Gouverneur du Languedoc, Conti prend sous sa protection une troupe de comédiens ambulants dirigée par un certain Jean-Baptiste Poquelin, dit Molière. De 1653 à 1656, la compagnie porte fièrement le nom de « Troupe de Monseigneur le prince de Conti » et joue à Pézenas, dans le château de La Grange-des-Prés.

En 1654, pour sceller sa réconciliation avec la cour, Conti épouse Anne-Marie Martinozzi, une nièce de Mazarin. L'ancien rebelle devient ainsi le neveu par alliance du ministre qu'il avait combattu les armes à la main.

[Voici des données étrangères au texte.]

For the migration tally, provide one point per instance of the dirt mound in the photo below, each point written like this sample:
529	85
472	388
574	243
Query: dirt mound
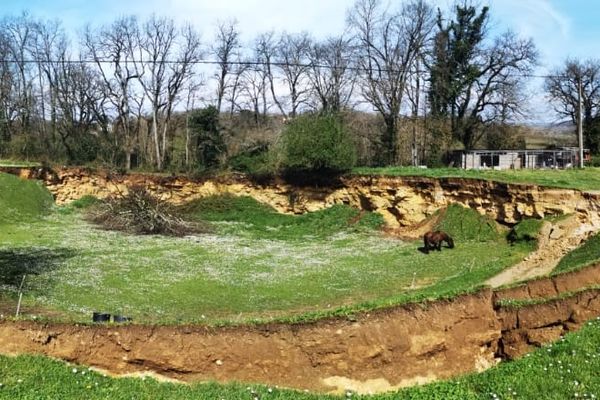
555	240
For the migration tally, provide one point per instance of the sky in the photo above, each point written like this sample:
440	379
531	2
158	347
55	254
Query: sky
560	28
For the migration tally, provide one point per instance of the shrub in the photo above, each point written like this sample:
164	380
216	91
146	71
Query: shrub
465	224
257	162
316	145
140	212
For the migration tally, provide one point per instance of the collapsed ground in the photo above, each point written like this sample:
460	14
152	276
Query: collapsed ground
299	239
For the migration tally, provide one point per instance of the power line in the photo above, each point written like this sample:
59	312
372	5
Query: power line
349	67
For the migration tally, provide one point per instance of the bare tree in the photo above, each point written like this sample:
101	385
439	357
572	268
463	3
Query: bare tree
115	48
265	51
50	48
292	61
562	88
78	95
157	42
225	50
19	38
331	74
254	90
388	44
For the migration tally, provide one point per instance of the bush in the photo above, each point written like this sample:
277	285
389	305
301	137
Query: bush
141	213
465	224
316	145
257	162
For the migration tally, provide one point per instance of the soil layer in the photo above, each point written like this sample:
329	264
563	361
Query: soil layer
373	352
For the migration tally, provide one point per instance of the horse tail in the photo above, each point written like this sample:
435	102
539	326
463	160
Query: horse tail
450	241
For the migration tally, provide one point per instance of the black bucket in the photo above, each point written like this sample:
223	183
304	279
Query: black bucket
121	319
100	317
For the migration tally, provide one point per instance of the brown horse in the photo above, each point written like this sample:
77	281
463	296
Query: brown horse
433	240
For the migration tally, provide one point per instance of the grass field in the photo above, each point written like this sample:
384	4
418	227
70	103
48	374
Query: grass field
567	369
586	179
256	264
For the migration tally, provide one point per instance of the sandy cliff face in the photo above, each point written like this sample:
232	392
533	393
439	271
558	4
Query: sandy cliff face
403	201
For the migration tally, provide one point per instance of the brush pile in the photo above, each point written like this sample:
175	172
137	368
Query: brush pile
139	212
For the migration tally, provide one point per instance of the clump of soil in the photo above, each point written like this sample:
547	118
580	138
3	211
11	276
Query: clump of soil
140	212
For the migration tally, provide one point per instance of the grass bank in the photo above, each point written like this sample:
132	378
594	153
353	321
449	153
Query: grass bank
22	200
257	264
586	179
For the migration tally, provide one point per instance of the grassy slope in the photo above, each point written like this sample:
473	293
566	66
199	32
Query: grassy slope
22	200
586	179
582	256
258	264
565	370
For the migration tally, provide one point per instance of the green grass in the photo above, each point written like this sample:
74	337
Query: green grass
257	264
586	179
567	369
581	257
244	216
526	230
22	200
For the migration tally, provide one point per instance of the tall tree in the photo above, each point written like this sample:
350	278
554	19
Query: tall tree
169	56
115	49
331	74
473	83
562	89
292	61
389	43
226	51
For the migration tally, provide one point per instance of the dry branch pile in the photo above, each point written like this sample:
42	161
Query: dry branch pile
140	212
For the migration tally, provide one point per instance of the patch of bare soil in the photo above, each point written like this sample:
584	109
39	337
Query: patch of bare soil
369	353
374	352
555	240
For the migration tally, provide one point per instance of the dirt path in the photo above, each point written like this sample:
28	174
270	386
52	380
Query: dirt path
555	240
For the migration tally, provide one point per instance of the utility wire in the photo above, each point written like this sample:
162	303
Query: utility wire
240	63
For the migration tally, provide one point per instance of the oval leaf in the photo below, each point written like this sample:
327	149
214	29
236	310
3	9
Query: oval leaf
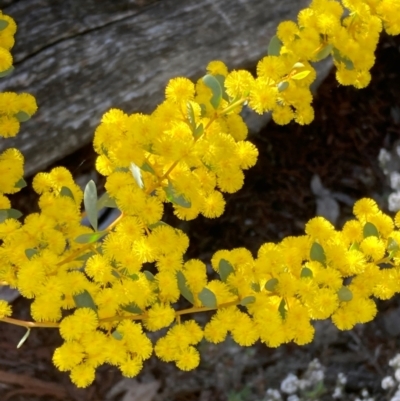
317	253
300	75
208	298
283	85
345	295
84	300
306	272
90	202
213	83
274	47
89	238
271	284
24	338
183	288
370	230
22	116
225	269
247	300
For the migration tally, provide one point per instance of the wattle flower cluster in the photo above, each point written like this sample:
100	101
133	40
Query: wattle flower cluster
105	289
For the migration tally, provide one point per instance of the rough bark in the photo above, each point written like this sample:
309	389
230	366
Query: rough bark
80	58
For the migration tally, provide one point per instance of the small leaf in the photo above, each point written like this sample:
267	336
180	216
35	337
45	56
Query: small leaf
306	272
65	191
3	24
283	85
24	338
85	256
370	230
300	75
392	245
345	294
132	308
149	275
137	175
271	284
173	197
21	183
117	335
225	269
274	47
213	83
89	238
6	72
247	300
317	253
84	300
324	52
22	116
198	132
282	309
30	253
90	202
208	298
105	201
3	215
183	288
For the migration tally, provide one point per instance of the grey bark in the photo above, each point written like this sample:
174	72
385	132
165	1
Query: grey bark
80	58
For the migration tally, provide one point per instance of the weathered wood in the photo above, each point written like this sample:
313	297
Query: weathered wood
80	58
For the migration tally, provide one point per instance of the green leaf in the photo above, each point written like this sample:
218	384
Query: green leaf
324	52
137	175
105	201
146	167
132	308
317	253
213	83
149	275
84	300
282	309
271	284
3	215
300	75
392	245
198	132
89	238
117	335
345	294
282	86
90	202
225	269
3	24
183	288
208	298
247	300
173	197
24	338
341	59
306	272
65	191
21	183
370	230
30	253
6	72
274	47
22	116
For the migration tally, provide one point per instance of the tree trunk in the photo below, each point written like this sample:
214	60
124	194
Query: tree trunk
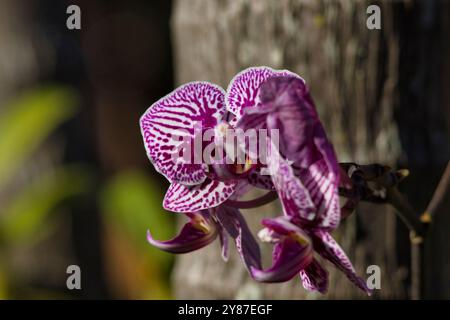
354	74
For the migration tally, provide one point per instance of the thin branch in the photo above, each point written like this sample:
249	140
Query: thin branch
439	193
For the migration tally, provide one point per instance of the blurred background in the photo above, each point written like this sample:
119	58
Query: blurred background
76	186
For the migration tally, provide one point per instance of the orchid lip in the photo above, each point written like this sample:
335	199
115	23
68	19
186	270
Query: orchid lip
194	235
285	271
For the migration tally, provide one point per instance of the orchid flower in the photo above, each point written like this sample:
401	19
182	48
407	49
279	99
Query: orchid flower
305	174
200	190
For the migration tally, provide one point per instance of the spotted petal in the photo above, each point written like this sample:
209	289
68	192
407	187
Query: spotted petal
196	234
209	194
171	124
315	277
328	248
242	92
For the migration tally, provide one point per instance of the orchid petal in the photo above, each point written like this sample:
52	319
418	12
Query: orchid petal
258	180
328	248
315	277
291	254
195	234
209	194
179	117
234	223
225	245
294	196
243	89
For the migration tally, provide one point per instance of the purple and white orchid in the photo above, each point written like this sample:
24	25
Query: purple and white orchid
303	171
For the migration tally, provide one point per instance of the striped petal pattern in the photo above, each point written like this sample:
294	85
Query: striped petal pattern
328	248
242	92
208	194
176	119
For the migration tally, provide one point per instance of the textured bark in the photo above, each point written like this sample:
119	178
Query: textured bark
354	76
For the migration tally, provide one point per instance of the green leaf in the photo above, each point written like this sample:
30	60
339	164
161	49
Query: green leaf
27	214
27	121
133	201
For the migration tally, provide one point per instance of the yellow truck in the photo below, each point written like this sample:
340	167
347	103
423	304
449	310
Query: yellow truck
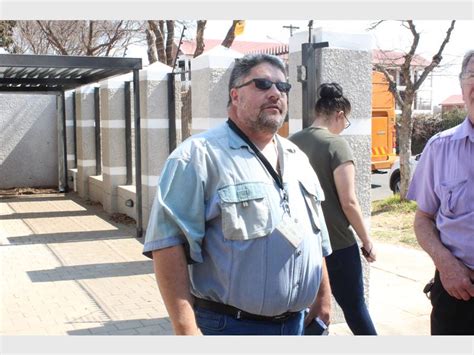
383	124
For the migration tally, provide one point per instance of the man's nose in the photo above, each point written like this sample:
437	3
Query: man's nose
273	92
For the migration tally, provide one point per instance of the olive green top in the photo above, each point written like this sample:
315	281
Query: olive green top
326	151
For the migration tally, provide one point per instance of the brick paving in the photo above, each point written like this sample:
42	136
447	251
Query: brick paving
69	270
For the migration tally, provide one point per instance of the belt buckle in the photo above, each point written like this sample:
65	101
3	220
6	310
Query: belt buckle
281	317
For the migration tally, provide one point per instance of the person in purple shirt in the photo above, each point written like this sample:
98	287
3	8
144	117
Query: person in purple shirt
443	187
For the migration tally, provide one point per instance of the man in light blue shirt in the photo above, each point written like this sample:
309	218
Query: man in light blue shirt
444	222
236	231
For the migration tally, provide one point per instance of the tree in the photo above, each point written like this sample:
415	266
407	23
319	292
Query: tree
6	35
201	25
91	38
229	38
406	98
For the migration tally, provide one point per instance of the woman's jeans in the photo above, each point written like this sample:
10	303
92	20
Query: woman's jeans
345	275
213	323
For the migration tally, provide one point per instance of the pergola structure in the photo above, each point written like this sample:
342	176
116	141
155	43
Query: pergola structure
57	74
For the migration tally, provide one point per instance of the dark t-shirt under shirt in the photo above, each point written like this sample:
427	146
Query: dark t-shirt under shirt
326	151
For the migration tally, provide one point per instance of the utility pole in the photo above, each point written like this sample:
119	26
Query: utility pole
291	28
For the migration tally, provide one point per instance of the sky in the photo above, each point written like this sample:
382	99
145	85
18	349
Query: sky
388	35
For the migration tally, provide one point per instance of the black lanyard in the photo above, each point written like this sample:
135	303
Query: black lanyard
265	162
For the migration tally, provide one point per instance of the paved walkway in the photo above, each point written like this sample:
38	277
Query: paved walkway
67	269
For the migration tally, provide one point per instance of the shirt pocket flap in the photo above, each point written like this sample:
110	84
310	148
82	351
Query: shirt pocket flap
454	197
241	192
312	189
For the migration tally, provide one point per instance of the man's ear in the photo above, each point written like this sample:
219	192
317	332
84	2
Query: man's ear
234	94
340	115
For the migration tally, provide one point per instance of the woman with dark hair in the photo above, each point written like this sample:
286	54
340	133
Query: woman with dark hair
331	158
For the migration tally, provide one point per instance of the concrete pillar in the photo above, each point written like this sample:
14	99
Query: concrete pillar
70	138
114	171
347	61
154	130
85	139
210	78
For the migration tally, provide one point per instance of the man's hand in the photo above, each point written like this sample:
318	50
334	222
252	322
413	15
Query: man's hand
321	307
457	279
173	281
369	253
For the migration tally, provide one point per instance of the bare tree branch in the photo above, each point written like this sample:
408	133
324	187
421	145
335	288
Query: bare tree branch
201	25
229	38
374	25
169	42
45	26
392	85
436	58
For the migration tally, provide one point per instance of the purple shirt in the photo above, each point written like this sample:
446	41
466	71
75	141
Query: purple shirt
443	186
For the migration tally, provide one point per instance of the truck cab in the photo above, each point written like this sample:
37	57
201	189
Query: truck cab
383	124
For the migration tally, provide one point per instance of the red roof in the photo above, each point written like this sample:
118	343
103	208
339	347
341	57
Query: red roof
393	58
396	58
453	100
189	46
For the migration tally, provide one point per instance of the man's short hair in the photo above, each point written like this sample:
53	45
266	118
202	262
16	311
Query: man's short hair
465	61
244	65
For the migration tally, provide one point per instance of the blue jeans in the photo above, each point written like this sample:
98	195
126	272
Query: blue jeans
345	276
213	323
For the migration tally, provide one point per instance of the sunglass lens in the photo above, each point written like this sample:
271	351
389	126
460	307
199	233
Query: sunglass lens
263	84
283	87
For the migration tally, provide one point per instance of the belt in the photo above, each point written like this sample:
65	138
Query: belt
238	313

Converti au jansénisme à la fin de sa vie, Conti se retourne contre le théâtre qu'il avait protégé. Il rédige un Traité de la comédie et des spectacles qui condamne sévèrement les comédiens — paru en 1666, l'année même de sa mort, à 36 ans seulement.

Sources primaires

Armand de Bourbon, prince de Conti, Traité de la comédie et des spectacles selon la tradition de l'Église (1666)
La comédie, considérée même selon les règles de la poésie, est une occasion de péché très dangereuse, puisqu'elle n'a pour but que de plaire en excitant les passions que la religion nous ordonne de réprimer.
Cardinal de Retz, Mémoires (rédigés vers 1675, publiés en 1717)
Le prince de Conti avait de l'esprit ; mais c'était un esprit fait pour la difficulté et non pour les grandes choses, et son corps avait quelque chose d'incommode.
Mademoiselle de Montpensier (la Grande Mademoiselle), Mémoires (rédigés vers 1660, publiés en 1728)
M. le Prince et MM. de Conti et de Longueville furent menés à Vincennes, ce qui surprit fort tout Paris et donna un grand commencement aux troubles qui suivirent.
Madame de Motteville, Mémoires pour servir à l'histoire d'Anne d'Autriche (rédigés vers 1660, publiés en 1723)
Le prince de Conti, jeune et mal satisfait, se laissa aisément entraîner dans le parti de son frère et des mécontents.

Lieux clés

Paris

Ville de naissance de Conti et théâtre des journées de la Fronde, où les princes affrontent l'autorité royale.

Donjon de Vincennes

Forteresse royale aux portes de Paris où Conti est emprisonné avec son frère Condé et Longueville en 1650.

Pézenas

Petite ville du Languedoc dont Conti est comte ; il y tient sa cour et y meurt en 1666. C'est là que la troupe de Molière trouve refuge et protection.

Château de La Grange-des-Prés

Résidence de Conti près de Pézenas, où se déroulent les états du Languedoc et où joue la troupe de Molière.

Bordeaux

Capitale de la Guyenne où Conti dirige le parti frondeur appuyé sur le mouvement populaire de l'Ormée au début des années 1650.